Room: Karl Dean Ballroom C
Purpose: We present a machine learning-based method to further refine atlas-based segmentations using a Random Forest (RF) classifier.
Methods: An RF classifier was trained on voxels within a 2-D band ±5mm from the boundaries of parotid glands delineated by an expert on CT scans. The classifier was trained with two different labels for voxels outside (class 0) and within (class 1) the Region of Interest (ROI), inside the band. For each voxel, training features included intensity differences from the ROI median, local first-order statistics, gradient (magnitude and direction), and position relative to the ROI centroid. A second RF-based classifier was built to identify noisy slices with dental artifacts, using Haralick texture features. The RF classifier for the ROI was applied iteratively, beginning with a band ±1.5mm from the boundary of the initial contour on each slice, and subsequently by constructing bands around the refined contours from the previous iteration, until fewer than 2% of the candidate voxels across slices were assigned a different label. The initial multi-atlas contour was retained without alteration on slices with dental artifacts, as identified using the RF noise classifier.

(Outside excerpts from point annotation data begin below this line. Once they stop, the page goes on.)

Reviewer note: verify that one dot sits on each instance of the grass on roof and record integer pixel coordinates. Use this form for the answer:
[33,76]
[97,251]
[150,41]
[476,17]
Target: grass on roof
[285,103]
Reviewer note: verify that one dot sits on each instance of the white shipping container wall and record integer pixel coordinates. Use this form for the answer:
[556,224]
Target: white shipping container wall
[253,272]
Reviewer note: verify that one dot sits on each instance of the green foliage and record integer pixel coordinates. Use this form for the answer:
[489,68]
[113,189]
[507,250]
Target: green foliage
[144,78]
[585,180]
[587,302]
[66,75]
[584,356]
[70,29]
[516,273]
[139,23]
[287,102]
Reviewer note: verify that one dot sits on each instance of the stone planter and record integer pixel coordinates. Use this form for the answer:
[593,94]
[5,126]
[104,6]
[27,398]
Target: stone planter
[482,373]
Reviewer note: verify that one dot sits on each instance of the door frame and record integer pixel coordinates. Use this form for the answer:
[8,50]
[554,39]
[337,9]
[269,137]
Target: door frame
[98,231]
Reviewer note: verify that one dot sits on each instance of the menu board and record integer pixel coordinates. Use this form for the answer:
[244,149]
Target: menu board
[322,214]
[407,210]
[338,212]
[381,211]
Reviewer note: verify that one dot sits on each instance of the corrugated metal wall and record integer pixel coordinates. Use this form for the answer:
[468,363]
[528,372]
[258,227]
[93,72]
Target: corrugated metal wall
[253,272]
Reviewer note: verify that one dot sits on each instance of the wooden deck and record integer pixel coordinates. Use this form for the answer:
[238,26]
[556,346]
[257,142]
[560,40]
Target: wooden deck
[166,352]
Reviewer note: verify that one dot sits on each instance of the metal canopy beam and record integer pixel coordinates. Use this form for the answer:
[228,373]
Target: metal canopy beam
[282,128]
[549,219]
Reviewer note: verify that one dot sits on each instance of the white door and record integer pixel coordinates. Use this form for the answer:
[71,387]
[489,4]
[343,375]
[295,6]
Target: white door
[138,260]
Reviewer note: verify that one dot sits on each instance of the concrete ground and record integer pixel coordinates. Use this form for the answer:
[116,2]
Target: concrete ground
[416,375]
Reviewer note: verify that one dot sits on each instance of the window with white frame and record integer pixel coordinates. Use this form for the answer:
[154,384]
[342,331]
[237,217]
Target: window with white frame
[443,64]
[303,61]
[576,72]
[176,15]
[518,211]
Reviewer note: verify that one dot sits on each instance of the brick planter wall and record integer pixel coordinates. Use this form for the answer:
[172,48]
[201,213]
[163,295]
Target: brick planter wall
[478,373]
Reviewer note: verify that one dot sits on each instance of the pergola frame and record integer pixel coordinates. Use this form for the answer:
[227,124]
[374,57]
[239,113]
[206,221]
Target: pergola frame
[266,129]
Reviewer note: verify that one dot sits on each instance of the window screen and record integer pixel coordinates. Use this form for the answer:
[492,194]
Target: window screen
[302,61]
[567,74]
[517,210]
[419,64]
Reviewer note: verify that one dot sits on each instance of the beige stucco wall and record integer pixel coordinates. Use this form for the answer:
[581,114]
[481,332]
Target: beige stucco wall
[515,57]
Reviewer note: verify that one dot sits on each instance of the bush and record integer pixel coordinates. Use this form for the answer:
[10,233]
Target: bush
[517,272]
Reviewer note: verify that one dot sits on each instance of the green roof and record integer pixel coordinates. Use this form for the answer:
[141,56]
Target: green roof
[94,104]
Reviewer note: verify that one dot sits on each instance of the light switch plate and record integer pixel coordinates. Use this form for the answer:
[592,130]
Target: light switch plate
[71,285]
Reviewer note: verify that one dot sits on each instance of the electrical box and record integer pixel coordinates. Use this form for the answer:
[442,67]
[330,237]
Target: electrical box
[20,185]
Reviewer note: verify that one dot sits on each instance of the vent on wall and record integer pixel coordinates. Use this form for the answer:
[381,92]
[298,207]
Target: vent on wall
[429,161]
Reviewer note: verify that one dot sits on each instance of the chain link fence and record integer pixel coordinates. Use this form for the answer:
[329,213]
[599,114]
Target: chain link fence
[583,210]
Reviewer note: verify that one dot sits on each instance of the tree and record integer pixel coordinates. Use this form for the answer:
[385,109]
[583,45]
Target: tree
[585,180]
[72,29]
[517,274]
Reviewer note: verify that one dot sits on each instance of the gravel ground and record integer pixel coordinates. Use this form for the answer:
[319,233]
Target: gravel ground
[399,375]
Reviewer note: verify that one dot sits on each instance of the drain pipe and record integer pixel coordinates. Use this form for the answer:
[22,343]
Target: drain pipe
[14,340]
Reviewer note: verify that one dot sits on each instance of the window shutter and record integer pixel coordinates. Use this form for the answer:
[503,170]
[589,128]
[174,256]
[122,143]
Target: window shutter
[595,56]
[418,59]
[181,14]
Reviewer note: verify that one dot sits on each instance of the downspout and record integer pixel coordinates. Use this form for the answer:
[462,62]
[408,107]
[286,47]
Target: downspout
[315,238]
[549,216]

Results: To validate the proposed approach, two RF classifiers (left and right parotids) were trained from CT scans of 44 head and neck cancer patients and tested on a hold-out of 10 CT scans, beginning with the results of 3 atlas-based segmentation methods (Method-I, Method-II, and Method-III) for 2 parotid structures. Our method resulted in statistically significant improvement in segmentation accuracy (p=1.47x10-7 using Dice coefficient, p=4.63x10-9 using 95th percentile Hausdorff distance) per the Wilcoxon signed rank test.
Conclusion: The addition of local RF classifiers significantly improved multi-atlas based parotid gland segmentation. We expect to incorporate this method into a clinical workflow.
Funding Support, Disclosures, and Conflict of Interest: This research was partially funded by NIH grant 1R01CA198121 and NIH/NCI Cancer Center Support grant P30 CA008748.